United States Senator Cynthia Lummis suggests the crypto industry may be celebrating too soon over the US Federal Reserve softening its crypto guidance for banks.

“The Fed withdrawing crypto guidance is just noise, not real progress,” Lummis said in an April 25 X post. Lummis called the Fed’s April 24 announcement — withdrawing its 2022 supervisory letter that had discouraged banks from engaging with crypto and stablecoin activities — “just lip service.”

Lummis is “not fooled”

Lummis, a pro-crypto advocate known for introducing the Bitcoin (BTC) Strategic Reserve Bill in July 2024, pointed out several flaws in the Fed’s announcement, even as Strategy founder Michael Saylor and crypto entrepreneur Anthony Pompliano suggested it was a step forward for banks and crypto.

Source: Anthony Pompliano

She argued that the Fed continues to “illegally flout the law on master accounts” and still relies on reputational risk in its bank supervision practices.

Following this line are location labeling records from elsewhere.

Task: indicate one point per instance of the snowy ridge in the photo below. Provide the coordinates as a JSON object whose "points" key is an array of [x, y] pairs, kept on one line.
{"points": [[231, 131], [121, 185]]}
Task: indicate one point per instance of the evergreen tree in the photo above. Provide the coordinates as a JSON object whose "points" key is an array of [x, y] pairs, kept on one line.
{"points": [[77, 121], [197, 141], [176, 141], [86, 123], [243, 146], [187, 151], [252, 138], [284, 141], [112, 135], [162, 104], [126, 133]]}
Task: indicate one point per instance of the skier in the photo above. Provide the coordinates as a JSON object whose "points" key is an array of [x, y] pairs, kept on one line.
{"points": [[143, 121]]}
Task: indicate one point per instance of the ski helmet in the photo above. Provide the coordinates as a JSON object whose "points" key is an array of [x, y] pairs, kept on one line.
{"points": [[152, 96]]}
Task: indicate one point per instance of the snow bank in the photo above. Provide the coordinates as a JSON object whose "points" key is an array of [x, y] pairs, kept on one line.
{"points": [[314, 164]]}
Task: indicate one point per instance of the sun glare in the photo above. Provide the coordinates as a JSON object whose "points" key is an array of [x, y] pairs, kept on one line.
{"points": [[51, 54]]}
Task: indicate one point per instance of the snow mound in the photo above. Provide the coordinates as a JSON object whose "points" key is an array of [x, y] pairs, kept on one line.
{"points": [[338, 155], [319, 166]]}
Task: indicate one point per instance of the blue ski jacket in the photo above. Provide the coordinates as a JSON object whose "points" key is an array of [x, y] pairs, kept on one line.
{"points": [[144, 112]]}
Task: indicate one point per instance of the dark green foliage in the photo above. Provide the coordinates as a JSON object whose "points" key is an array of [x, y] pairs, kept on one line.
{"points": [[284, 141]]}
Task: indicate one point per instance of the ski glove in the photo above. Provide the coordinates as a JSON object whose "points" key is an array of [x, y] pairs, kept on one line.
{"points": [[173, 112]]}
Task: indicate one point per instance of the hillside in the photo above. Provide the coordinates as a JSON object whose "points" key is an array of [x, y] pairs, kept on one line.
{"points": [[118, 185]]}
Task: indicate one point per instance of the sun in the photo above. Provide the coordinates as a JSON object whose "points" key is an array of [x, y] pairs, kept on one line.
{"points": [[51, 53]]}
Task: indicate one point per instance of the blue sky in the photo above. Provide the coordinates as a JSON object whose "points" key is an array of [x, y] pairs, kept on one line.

It comes as the Federal Insurance Deposit Corporation (FDIC) is working on a rule to stop examiners from considering reputational risk when reviewing a bank’s operations, according to a recent Bloomberg report.

Lummis also highlighted the Fed’s policy statement in Section 9(13), which hasn’t been withdrawn, stating that Bitcoin and digital assets are considered “unsafe and unsound.”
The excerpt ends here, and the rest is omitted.